Le Brabant wallon tire la sonnette d'alarme à propos de l'accueil de la petite enfance

Le Brabant wallon tire la sonnette d'alarme à propos de l'accueil de la petite enfance
Le Brabant wallon tire la sonnette d'alarme à propos de l'accueil de la petite enfance - © Tous droits réservés

En présentant lundi le bilan de la politique menée en Brabant wallon pour favoriser l'accueil de la petite enfance, le député provincial Tanguy Stuckens (MR) a tiré la sonnette d'alarme sur le sujet. Avec 9962 places d'accueil (publiques et privées) pour 10 107 enfants de 0 à 2,5 ans, le Brabant wallon a le meilleur taux de couverture en Fédération Wallonie-Bruxelles. Mais cette situation reste précaire, vu l'absence persistante de statut pour les accueillantes d'enfants et le manque d'aide aux milieux d'accueil privés alors que l'investissement pour respecter les normes est très coûteux.

Diminution drastique des accueillantes

Le Brabant wallon fournit depuis quelques années une prime annuelle à 240 accueillantes (jusqu'à 1000 euros pour quatre enfants) en activités.
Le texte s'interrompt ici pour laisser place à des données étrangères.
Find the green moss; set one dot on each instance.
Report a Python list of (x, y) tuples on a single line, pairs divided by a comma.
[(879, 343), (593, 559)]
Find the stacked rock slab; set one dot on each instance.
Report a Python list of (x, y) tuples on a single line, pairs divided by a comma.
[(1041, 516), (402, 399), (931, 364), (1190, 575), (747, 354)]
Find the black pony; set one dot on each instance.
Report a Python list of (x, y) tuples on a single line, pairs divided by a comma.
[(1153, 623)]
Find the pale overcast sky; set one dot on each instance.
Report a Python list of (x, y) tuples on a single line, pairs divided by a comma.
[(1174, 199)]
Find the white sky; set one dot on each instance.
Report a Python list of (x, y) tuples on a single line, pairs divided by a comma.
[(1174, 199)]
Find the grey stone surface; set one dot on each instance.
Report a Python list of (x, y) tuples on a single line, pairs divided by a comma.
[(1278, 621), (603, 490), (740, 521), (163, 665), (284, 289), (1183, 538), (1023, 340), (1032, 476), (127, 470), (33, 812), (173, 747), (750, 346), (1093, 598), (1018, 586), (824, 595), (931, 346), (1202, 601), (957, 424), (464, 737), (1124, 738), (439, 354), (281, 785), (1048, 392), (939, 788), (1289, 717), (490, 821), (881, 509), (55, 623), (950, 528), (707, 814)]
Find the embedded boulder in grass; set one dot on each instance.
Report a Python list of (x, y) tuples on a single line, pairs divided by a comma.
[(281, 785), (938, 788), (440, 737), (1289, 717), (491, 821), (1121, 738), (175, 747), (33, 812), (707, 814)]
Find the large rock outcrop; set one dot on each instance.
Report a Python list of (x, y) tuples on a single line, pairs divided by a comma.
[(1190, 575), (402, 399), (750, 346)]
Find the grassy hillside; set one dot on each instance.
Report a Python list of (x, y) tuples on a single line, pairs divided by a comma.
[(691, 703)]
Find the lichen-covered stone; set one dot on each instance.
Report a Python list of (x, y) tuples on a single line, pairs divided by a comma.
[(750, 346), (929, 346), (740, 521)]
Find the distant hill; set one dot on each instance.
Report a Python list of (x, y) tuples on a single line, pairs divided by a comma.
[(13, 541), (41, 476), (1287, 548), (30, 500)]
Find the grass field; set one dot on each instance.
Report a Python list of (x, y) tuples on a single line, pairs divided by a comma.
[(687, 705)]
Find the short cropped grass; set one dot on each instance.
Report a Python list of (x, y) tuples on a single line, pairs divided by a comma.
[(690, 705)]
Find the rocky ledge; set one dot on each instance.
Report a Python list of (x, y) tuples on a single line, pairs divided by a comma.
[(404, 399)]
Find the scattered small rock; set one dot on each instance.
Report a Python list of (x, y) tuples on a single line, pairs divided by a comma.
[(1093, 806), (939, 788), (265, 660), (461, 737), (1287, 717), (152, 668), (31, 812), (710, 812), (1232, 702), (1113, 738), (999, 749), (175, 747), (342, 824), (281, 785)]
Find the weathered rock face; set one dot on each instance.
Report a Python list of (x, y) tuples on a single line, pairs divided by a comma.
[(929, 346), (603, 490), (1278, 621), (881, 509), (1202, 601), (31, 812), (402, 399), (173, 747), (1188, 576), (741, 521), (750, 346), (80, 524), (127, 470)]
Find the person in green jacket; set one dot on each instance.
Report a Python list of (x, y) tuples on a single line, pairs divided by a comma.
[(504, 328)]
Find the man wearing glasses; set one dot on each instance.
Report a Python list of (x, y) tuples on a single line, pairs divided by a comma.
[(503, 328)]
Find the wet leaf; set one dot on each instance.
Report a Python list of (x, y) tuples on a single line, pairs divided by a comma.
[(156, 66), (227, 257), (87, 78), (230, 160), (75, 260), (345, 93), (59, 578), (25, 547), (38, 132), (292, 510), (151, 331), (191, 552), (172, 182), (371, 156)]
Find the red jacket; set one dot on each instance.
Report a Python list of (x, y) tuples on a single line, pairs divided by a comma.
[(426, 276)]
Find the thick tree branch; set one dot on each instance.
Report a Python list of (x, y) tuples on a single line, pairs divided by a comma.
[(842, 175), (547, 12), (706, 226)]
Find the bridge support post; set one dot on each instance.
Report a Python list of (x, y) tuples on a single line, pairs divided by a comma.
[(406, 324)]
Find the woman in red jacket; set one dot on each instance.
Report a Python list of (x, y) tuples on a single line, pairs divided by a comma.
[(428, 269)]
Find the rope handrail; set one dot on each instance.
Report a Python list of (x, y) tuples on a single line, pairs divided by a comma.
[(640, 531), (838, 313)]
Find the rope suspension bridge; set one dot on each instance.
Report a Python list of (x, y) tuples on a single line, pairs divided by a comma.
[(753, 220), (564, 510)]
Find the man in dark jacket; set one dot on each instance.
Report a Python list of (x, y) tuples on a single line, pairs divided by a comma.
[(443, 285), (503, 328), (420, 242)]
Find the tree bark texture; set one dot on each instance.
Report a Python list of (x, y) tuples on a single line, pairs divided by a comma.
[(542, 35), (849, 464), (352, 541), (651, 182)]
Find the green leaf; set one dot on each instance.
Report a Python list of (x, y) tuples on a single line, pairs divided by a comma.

En dix ans, le nombre d'accueillantes est cependant passé de 400 à 241. L'instauration de lieux de "co-accueil" limite l'hémorragie mais l'absence d'un vrai statut rend le recrutement difficile.

"La situation est difficile aussi pour les crèches privées, qui représente environ 2000 places sur 5000 en Brabant wallon. Si les tarifs sont élevés - parfois plus de 800 euros par mois pour un enfant accueilli à temps plein -, c'est notamment à cause des investissements nécessaire pour respecter les différentes normes (sécurité, incendie, AFSCA). Quand cela devient inaccessible pour les parents, ces milieux d'accueil ferment. Et on a un réel problème parce que les communes ne sont pas en mesure de prendre la relève", indique Tanguy Stuckens.